Tout porte à penser qu’il faut professionnaliser les pratiques de gouvernance africaines.
Les dirigeants présents plaident pour des administrateurs solides, conscients de leurs responsabilités et formés aux standards modernes sans céder l’identité. Que ce soit au Gabon, en Côte d’Ivoire…
Henri-Claude Oyima, président de la FEG, nommé au poste de super-ministre de l’Économie, perturbe sa succession. A la tête de BGFIBank et à celle de IGA.
Beaucoup compte sur lui pour un leadership collectif équilibré, centré sur la cohérence des réunions et la clarté des responsabilités déléguées.
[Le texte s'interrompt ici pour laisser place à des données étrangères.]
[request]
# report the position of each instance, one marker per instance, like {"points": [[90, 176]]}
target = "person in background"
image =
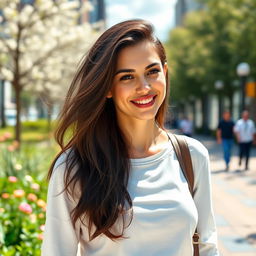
{"points": [[246, 136], [186, 126], [225, 136]]}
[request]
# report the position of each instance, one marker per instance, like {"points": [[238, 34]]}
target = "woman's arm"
{"points": [[60, 237], [203, 200]]}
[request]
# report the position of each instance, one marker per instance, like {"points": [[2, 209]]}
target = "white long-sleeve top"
{"points": [[164, 214]]}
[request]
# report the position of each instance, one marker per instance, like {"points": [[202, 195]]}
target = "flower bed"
{"points": [[23, 189]]}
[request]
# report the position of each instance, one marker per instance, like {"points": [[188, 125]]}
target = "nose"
{"points": [[143, 85]]}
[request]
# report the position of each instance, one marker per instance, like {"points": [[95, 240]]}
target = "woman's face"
{"points": [[139, 85]]}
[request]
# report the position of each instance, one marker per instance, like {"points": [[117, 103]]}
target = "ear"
{"points": [[109, 95]]}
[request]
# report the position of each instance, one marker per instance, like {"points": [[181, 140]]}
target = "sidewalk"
{"points": [[234, 201]]}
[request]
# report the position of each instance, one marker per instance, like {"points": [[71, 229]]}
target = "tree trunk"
{"points": [[49, 117], [18, 110], [2, 107], [205, 114]]}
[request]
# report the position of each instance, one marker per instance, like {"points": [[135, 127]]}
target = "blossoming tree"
{"points": [[40, 44]]}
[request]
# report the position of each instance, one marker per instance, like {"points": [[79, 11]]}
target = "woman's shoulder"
{"points": [[196, 148]]}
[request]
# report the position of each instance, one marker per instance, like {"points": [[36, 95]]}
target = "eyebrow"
{"points": [[133, 70]]}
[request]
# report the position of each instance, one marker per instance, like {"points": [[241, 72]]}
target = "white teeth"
{"points": [[144, 101]]}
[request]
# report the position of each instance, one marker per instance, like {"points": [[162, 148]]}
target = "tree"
{"points": [[209, 46], [41, 41]]}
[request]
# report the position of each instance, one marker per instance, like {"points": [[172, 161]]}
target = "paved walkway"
{"points": [[234, 199]]}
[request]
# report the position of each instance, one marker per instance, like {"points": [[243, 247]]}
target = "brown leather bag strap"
{"points": [[182, 152], [181, 149]]}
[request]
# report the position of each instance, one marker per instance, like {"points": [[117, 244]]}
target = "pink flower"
{"points": [[15, 144], [26, 208], [35, 186], [42, 227], [33, 217], [7, 135], [18, 193], [5, 195], [41, 215], [10, 148], [12, 179], [40, 236], [41, 203], [32, 197]]}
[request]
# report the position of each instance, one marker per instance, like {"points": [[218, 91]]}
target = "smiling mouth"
{"points": [[144, 102]]}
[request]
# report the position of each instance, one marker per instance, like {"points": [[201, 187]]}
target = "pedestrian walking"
{"points": [[186, 126], [116, 187], [246, 136], [224, 136]]}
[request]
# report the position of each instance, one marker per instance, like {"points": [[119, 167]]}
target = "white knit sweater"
{"points": [[164, 213]]}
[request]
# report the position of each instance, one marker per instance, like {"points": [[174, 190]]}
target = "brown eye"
{"points": [[126, 77], [153, 71]]}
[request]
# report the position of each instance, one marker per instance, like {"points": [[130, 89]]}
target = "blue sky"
{"points": [[159, 12]]}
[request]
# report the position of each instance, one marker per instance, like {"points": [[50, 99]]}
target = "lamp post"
{"points": [[243, 70], [2, 103], [219, 86]]}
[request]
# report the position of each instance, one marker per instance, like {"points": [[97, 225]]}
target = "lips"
{"points": [[145, 101]]}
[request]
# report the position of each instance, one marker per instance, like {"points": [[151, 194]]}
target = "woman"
{"points": [[116, 187]]}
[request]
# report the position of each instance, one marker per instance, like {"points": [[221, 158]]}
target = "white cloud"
{"points": [[159, 12]]}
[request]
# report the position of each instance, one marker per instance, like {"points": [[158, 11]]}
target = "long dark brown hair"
{"points": [[89, 132]]}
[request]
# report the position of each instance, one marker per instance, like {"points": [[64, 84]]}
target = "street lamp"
{"points": [[219, 86], [243, 70]]}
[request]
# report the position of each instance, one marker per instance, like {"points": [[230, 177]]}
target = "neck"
{"points": [[144, 137]]}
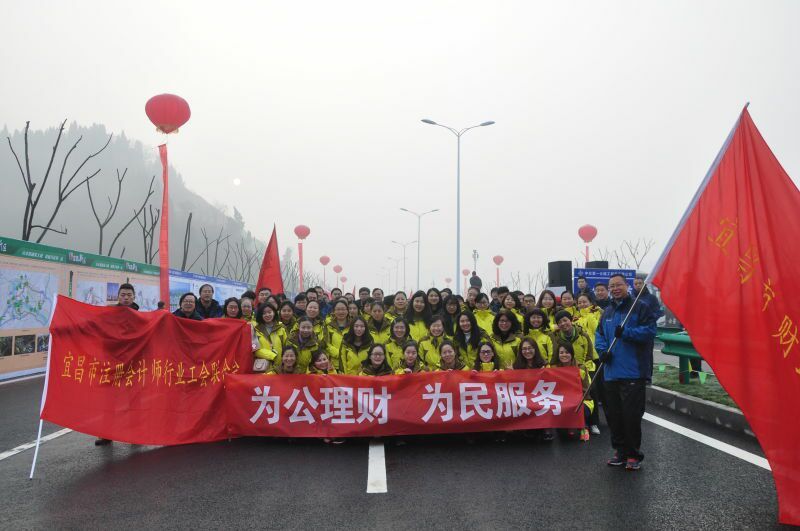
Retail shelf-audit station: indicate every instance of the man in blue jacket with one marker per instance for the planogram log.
(628, 367)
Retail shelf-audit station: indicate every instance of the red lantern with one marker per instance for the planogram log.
(302, 232)
(587, 233)
(168, 112)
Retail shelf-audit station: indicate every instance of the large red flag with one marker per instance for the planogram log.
(270, 275)
(730, 275)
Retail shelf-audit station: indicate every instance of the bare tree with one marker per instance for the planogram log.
(65, 187)
(638, 250)
(135, 216)
(112, 207)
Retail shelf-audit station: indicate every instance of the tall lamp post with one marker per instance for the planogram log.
(404, 245)
(419, 239)
(302, 232)
(458, 134)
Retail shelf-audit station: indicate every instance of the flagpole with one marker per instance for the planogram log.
(44, 391)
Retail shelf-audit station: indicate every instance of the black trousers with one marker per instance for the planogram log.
(624, 408)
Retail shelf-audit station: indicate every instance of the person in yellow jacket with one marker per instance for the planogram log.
(582, 344)
(376, 364)
(448, 358)
(588, 314)
(320, 364)
(305, 343)
(270, 335)
(565, 357)
(336, 326)
(512, 304)
(354, 348)
(397, 341)
(547, 303)
(568, 304)
(399, 306)
(528, 355)
(468, 337)
(429, 345)
(537, 327)
(483, 315)
(378, 326)
(313, 313)
(487, 360)
(288, 364)
(418, 316)
(410, 362)
(505, 337)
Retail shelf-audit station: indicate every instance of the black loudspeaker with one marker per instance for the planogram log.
(560, 273)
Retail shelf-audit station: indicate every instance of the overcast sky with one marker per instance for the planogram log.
(607, 112)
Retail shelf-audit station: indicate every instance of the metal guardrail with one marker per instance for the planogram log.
(679, 344)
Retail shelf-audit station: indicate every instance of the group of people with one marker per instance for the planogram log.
(436, 330)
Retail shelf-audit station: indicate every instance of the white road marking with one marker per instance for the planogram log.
(714, 443)
(376, 469)
(27, 446)
(15, 380)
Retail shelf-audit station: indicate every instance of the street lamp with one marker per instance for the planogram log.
(404, 245)
(458, 187)
(419, 223)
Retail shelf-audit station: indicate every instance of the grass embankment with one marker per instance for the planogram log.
(710, 390)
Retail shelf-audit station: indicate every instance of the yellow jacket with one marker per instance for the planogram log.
(351, 357)
(429, 350)
(485, 319)
(506, 350)
(271, 344)
(304, 351)
(380, 334)
(544, 342)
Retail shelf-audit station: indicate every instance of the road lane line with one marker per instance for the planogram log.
(376, 469)
(27, 446)
(21, 379)
(714, 443)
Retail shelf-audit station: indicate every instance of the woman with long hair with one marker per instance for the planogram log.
(418, 316)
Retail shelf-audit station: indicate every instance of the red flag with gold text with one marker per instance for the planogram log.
(730, 275)
(141, 377)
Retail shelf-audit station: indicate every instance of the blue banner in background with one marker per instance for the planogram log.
(593, 276)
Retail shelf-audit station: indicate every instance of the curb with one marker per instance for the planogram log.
(705, 410)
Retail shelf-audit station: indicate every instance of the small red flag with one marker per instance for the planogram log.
(270, 275)
(729, 274)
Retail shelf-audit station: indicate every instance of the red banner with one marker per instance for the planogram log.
(435, 402)
(141, 377)
(730, 276)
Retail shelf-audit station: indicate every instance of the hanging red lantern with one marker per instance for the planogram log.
(587, 233)
(168, 112)
(302, 232)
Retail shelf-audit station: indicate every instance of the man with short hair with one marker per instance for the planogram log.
(126, 297)
(627, 368)
(208, 306)
(601, 295)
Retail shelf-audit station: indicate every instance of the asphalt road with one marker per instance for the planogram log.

Pour lui, les administrateurs devaient conjuguer technicité, éthique et discernement. Afin d’orienter les décisions dans l’intérêt global de l’entreprise.
Le Conseil ne doit pas seulement délibérer mais anticiper, évaluer, contrôler, dans le respect des textes portés par l’espace OHADA.
Loin d’un formalisme creux, cette gouvernance nouvelle s’ancre dans des réalités africaines et valorise la transparence comme levier de croissance.
Mais rien ne s’est fait sans l’Inadci.
Exemple: la co-élaboration d’un Code africain de gouvernance avec la FEG et l’Institut ivoirien des administrateurs (INAD CI).
Cette coopération Sud-Sud marque un tournant : l’Afrique écrit ses propres normes, à partir de ses contextes et ses contraintes.
La seconde innovation intègre la transformation numérique et l’intelligence artificielle, deux défis inévitables pour tout administrateur contemporain engagé.
Former ne suffit plus, il faut anticiper ensemble les mutations du continent, et créer des synergies entre institutions africaines responsables.